The open call of BONSAPPS (https://bonsapps.eu/) for AI talents received 126 proposals from 31 EU countries. Out of these proposals, 30 were actually accepted. Out of the 30 running BONSAPPs projects, 10 were selected yesterday to continue into phase 2. I am very happy to report that our AUTO-MNET MocapNET based work made it to the top ten!
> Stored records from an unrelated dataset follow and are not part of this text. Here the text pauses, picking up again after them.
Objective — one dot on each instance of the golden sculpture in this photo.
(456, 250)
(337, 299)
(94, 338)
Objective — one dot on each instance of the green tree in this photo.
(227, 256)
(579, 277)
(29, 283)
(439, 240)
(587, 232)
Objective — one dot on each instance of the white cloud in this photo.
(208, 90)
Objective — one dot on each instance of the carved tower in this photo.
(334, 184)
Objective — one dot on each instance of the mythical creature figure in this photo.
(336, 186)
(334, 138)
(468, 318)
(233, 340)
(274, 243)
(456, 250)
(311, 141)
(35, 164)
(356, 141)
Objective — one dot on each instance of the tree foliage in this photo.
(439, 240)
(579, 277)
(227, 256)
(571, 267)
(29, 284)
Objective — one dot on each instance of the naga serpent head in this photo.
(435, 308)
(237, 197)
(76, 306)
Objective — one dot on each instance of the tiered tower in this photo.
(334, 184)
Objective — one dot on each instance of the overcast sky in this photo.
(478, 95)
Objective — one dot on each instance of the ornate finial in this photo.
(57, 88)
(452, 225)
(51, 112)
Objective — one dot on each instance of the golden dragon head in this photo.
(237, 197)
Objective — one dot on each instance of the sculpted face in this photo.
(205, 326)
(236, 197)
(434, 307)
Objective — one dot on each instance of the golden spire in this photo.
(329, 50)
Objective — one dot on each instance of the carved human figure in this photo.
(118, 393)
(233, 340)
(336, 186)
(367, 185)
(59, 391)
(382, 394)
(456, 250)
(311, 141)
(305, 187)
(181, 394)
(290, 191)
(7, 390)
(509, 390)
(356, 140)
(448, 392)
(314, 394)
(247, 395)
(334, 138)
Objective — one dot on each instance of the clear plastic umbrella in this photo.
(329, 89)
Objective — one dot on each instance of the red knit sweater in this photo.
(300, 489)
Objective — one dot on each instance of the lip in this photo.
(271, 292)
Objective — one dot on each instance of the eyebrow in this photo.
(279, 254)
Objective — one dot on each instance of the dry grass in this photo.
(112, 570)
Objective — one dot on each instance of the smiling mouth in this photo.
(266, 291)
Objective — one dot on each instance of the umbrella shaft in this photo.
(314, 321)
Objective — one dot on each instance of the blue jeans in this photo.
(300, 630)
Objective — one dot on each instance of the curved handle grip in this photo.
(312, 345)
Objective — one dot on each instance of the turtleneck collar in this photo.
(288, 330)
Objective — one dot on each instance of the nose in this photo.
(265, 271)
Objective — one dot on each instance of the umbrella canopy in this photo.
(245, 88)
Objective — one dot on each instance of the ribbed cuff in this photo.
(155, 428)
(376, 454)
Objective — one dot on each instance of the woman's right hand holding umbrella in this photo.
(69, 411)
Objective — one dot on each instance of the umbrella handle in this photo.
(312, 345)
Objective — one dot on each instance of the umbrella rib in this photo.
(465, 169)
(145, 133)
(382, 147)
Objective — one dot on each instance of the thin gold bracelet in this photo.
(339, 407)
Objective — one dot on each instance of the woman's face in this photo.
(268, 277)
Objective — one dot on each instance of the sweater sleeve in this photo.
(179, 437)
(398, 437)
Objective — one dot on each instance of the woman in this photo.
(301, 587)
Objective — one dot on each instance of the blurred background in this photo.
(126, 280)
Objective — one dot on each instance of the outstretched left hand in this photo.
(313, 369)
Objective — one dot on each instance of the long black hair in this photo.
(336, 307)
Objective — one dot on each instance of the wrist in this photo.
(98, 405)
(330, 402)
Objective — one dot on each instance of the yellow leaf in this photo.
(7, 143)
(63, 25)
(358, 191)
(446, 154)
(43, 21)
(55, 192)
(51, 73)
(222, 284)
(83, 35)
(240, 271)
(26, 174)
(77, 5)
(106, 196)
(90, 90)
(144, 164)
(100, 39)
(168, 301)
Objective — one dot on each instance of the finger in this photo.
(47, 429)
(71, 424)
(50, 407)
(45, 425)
BonsAPPs Hackathon/Stage 2 selection

9-3-2022

MocapNET was one of the selected projects in the BonsAPPs Open Call for AI talents We are now preparing a version of MocapNET called AUTO-MNET tailored for 3D Body Tracking for automotive uses

Due to our limited resources this has currently pushed back merging of the mnet3 branch, however hopefully we will soon have a working MocapNET in the Bonseyes platform.

8-11-2021

MocapNET3 with hand pose estimation support has landed in this repository! The latest version that has been accepted in BMVC2021 is now commited in the mnet3 branch of this repository. Since however there is considerable code-polish missing and currently the 2D joint estimator offered does not contain hands there needs to be a transition to a 2D joint estimator like Mediapipe Holistic for a better live webcam demo. MocapNET3 will appear in the 32nd British Machine Vision Conference that will be held virtually and is free to attend this year!!

An upgraded 2020 version of MocapNET has landed! It contains a very big list of improvements that have been carried out during 2020 over the original work that allows higher accuracy, smoother BVH output and better occlusion robustness while maintaining realtime perfomance. MocapNET2 will appear in the 25th International Conference on Pattern Recognition

If you are interested in the older MocapNET v1 release you can find it in the mnet1 branch,

Visualization Example: With MocapNET2 an RGB video feed like this can be converted to BVH motion frames in real-time. The result can be easily used in your favourite 3D engine or application.

Sample run

Example Output:

Youtube Video MocapNET Output Editing on Blender
YouTube Link BVH File Blender Video

Ensemble of SNN Encoders for 3D Human Pose Estimation in RGB Images


We present MocapNET v2, a real-time method that estimates the 3D human pose directly in the popular Bio Vision Hierarchy (BVH) format, given estimations of the 2D body joints originating from monocular color images.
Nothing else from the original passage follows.